Code written with AI agents gets substantially more robust when the agent has a feedback loop, like a good test suite. And agents like Claude Code are very good at writing big.. long… super long… test suites. I find myself not only generating more application code than I’ve ever written in my life, but many more lines of testing code.
Reading Tests is Heavy
AI is fast at writing tests, but these generated suites are vulnerable to the same class of quality issues as the application code. And tests can be very mentally taxing to read.
When writing or reviewing application code, there’s primarily one question the human has to keep in mind:
- What’s the system under test and how is it supposed work?
But when reviewing test code, the mental burden is bigger:
- What’s the system under test and how is it supposed work?
- What code is the test mocking, and what code is real?
- What test data is being constructed? Is it accurate enough to make a useful test? Or is the test constructing fake data that is pre-disposed to pass?
- Is this testing code itself well-abstracted? or should it be broken down and made more DRY?
These questions apply to human-written code, of course, but the sheer volume of code the AI writes in a short amount of time can make the review task feel impossible.
I’ve been feeling it.
That, along with the lows of realizing that the test code I’m manually reviewing isn’t good. When see a test file in a PR, I want to skip over it and say to myself “the tests are probably fine!”. But when I look, I almost always find problems that need fixing.
Making Help
Luckily, LLMs are here to help clean up their own messes. Before marking a big PR with a test suite as “ready”, I’ve been experimenting getting help from Claude Code. Here’s an example of the most recent prompt I used when reviewing a colleague’s test suite:
please review the accuracy and logic of the test suite in src/__tests__/_factories/ChildSyncableTests.ts,
check for over-mocking, or logic that doesn't actually test anything.
And the result was helpful:
Good test suite overall - these are real integration tests with no mocking, which is great. But I found several issues:
---
š Critical Bug
Line 411 - Wrong variable checked:
...
And it produced a list of about ten improvements that could be made to the suite, finding a few problems that would have seriously impacted the usefulness of the suite.
If I were working on my own code, at this point I would have said:
Please address all of these issues, then commit and push
But since I was reviewing someone else’s code:
Please make comments on this PR <PR URL> using the GitHub cli, make sure to mention that these comments came from Claude.
(Yes, I like to say please to my AI)
It created a new review, and added comments for each one of the issues it found:

Looping
When I’ve done these reviews on my own tests, I’ve done the review/address/commit loop 2-3 times in a row, starting with a new agent each time. If I see the agent mention new problems that are smaller in severity each time, it increases my confidence that we’re actually getting to a good spot.
Other Useful Prompts
Using the one simple prompt above that asks about issues I’ve found in manual reviews (over-mocking, fake testing) has been helpful so far, but there are other prompts that can be useful, too. I just tried this one:
please review src/tests/_factories/ChildSyncableTests.ts for human understandability. Is the naming of variables and data clear? Is there a logical,
readable flow to the code?
And I was encouraged to see that it identified problems that I’d already found in my manual review, plus more!

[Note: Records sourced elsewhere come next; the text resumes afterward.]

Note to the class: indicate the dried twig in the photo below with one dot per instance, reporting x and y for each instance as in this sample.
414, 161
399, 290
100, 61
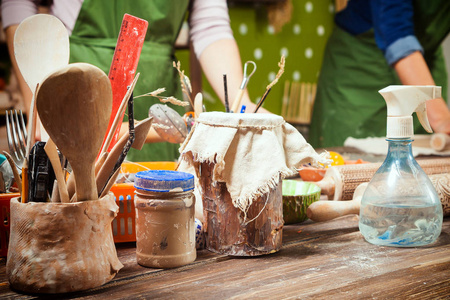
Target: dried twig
269, 87
164, 99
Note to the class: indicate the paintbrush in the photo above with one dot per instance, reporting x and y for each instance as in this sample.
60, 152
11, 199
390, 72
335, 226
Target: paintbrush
225, 88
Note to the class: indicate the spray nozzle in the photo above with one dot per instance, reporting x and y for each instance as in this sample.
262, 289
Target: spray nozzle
402, 101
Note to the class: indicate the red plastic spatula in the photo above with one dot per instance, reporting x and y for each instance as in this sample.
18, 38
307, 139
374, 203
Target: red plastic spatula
124, 64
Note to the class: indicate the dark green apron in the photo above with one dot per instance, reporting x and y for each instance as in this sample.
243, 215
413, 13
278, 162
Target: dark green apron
94, 38
354, 69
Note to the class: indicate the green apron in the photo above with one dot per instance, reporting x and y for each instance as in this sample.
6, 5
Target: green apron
94, 38
354, 69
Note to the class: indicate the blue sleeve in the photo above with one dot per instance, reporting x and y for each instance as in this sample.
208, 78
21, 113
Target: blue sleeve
394, 28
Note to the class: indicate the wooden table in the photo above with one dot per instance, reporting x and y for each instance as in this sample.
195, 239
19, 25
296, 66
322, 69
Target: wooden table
327, 260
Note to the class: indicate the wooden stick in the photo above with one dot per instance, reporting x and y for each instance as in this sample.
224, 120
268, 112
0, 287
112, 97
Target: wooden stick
327, 210
225, 89
30, 141
285, 99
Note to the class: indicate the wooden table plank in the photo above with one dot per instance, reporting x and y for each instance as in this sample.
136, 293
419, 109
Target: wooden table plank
327, 260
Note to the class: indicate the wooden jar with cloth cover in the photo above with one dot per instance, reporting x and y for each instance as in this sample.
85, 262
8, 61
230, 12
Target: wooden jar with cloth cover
240, 160
93, 41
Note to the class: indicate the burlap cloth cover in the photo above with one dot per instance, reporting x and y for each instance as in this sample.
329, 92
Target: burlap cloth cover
251, 152
62, 247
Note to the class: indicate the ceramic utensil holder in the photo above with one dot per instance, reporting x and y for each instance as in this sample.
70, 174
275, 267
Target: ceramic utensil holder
62, 247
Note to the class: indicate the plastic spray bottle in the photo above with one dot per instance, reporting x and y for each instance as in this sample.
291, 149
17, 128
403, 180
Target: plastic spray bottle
400, 206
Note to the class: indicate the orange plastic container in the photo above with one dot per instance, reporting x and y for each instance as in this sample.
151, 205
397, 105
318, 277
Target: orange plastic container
5, 221
124, 227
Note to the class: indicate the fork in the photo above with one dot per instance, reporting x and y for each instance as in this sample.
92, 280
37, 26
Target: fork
16, 133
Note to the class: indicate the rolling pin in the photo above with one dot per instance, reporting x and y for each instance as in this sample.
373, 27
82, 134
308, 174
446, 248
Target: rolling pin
340, 182
440, 141
327, 210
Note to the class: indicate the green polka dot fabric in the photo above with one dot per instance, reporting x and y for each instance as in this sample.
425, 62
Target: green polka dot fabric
302, 40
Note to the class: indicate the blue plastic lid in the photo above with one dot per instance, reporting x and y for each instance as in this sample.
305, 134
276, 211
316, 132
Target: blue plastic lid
163, 181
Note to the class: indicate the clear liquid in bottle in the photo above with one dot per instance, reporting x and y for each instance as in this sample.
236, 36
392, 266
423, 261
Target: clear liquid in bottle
399, 225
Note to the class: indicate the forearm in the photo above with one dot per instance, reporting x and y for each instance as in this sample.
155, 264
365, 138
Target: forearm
413, 70
25, 90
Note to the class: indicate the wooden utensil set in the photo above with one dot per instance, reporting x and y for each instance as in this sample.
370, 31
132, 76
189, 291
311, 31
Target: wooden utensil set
78, 106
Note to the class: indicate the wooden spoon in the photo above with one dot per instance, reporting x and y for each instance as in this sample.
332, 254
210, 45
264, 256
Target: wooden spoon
41, 45
74, 104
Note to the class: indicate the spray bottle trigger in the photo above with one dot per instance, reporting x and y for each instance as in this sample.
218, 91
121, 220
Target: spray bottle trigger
421, 112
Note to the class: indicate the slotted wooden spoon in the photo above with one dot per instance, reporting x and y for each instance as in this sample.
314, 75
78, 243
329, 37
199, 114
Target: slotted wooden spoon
74, 104
41, 45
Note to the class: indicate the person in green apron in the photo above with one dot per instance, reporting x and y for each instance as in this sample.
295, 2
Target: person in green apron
375, 45
94, 36
102, 20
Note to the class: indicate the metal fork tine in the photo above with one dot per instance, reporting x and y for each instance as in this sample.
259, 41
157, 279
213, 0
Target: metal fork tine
24, 127
16, 137
20, 131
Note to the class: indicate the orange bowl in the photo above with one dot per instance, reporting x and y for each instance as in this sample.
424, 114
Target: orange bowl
315, 174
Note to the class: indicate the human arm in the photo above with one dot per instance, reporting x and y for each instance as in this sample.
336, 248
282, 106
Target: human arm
394, 34
217, 50
413, 70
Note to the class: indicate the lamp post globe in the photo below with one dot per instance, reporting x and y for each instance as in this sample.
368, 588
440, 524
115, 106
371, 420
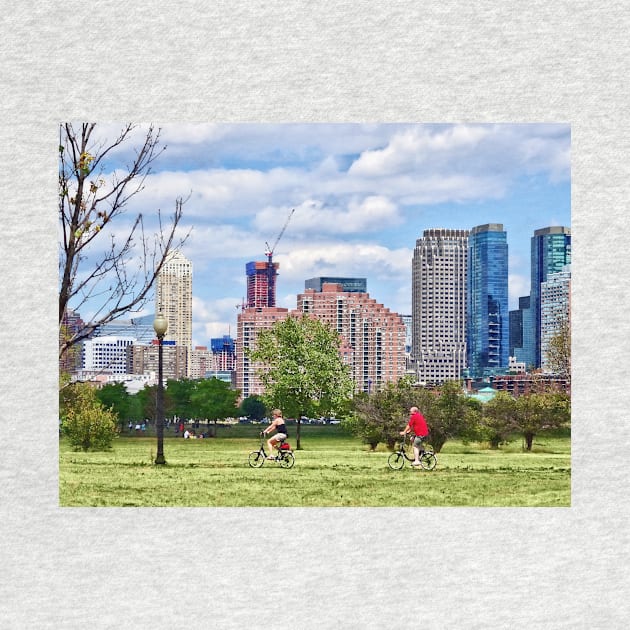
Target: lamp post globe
160, 325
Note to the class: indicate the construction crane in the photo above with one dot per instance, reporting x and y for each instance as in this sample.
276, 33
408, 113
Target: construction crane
271, 272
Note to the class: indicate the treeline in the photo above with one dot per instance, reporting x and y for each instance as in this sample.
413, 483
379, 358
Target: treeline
450, 413
90, 418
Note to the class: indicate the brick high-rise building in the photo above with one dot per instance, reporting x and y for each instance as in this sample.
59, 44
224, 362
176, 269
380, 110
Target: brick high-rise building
373, 336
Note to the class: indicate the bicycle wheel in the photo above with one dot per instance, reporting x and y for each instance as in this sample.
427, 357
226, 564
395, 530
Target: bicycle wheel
428, 460
396, 461
256, 459
287, 460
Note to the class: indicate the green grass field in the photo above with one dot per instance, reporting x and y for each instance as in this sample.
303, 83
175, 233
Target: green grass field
332, 469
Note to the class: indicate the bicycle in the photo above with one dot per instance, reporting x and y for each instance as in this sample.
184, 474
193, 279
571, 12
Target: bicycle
396, 460
284, 455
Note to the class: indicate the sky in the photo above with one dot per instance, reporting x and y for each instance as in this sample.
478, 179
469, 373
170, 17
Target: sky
362, 193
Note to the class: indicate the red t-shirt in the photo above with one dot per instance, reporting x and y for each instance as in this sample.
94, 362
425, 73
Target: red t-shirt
418, 424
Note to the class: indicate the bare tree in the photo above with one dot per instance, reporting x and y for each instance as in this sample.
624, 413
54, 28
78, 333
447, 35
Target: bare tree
96, 265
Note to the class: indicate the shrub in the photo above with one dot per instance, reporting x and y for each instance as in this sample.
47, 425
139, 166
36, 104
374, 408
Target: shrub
85, 422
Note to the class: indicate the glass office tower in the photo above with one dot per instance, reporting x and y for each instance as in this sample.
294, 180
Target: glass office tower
551, 251
487, 316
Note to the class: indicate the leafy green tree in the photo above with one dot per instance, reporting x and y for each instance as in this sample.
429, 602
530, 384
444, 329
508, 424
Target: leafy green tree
449, 414
147, 403
214, 400
180, 394
536, 412
253, 407
85, 422
500, 419
380, 416
303, 373
114, 396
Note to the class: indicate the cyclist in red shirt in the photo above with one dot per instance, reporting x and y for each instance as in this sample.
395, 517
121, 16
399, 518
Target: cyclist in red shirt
418, 426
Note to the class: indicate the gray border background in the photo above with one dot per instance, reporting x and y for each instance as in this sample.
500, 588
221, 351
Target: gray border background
313, 61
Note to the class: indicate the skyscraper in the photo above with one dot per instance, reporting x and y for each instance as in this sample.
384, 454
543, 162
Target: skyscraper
173, 298
551, 251
439, 272
261, 284
521, 333
555, 311
487, 329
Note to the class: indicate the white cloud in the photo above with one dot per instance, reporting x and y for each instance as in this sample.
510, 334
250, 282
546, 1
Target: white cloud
312, 217
343, 259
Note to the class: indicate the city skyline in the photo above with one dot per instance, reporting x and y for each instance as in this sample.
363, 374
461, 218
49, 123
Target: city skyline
363, 194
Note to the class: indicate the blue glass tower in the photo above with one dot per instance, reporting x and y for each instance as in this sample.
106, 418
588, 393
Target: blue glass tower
551, 251
487, 318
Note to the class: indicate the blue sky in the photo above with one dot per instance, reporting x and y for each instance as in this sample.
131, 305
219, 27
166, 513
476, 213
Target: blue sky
362, 193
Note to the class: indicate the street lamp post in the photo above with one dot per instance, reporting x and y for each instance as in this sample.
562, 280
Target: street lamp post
160, 325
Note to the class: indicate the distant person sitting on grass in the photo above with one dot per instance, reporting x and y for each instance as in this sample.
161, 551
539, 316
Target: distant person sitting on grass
418, 426
281, 431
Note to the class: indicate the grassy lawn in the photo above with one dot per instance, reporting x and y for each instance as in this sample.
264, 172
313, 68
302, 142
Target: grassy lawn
332, 469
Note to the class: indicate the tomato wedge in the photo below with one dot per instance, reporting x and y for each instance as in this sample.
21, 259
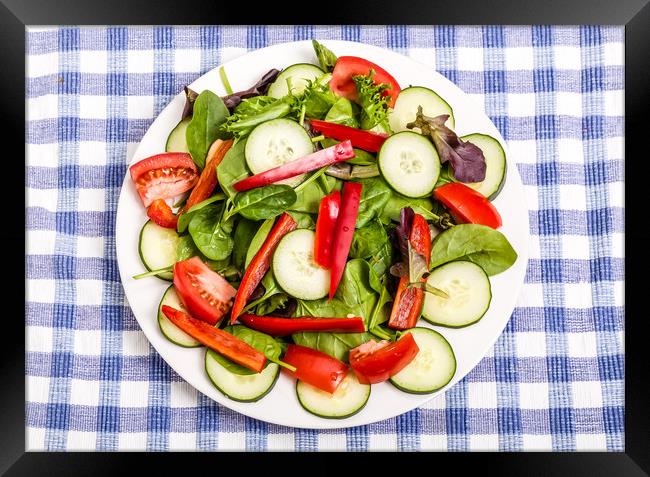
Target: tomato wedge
261, 263
330, 155
160, 212
276, 326
343, 232
315, 367
205, 294
348, 66
366, 140
328, 212
163, 176
468, 206
376, 364
223, 343
208, 180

Perhaps the questions from the start of this post could make some good prompts? I haven’t tried these yet:
Please review <file>, what test data is being constructed? Is it accurate enough to make a useful test? Or is the test constructing fake data that is pre-disposed to pass?
Please review <file>, is this testing code well-abstracted? or should it be broken down to reuse functionality?
Please review the test <file>, what code is the test mocking, and what code is real? Are there any mocks that are compromising the integrity of the test?
Manual Review
These prompts can help improve code reliability a lot, especially if used iteratively. But in the end, a manual review is still good to catch the kinds of bugs that human brains are better disposed to catch.
The future?
Will we need to review our code at all in the future? I don’t know. Probably. Probably not. It seems possible to me that we’ll find ways to determine which changes are okay for fully-AI reviews.
If there were a way to reliably estimate whether a code patch:
- Has a risk of corrupting user data
- Has a risk of causing user danger
- Poses potential security risks
…then relying on fully AI-reviewed code for safe changes would be fine. Sadly for an estimation like that to be reliable is a big ask. Sneaky bugs that seem innocuous can cause big problems. And I find myself hoping that engineers working on software for airplanes, traffic lights, and self-driving cars are always reviewing their code manually alongside their AI assistants.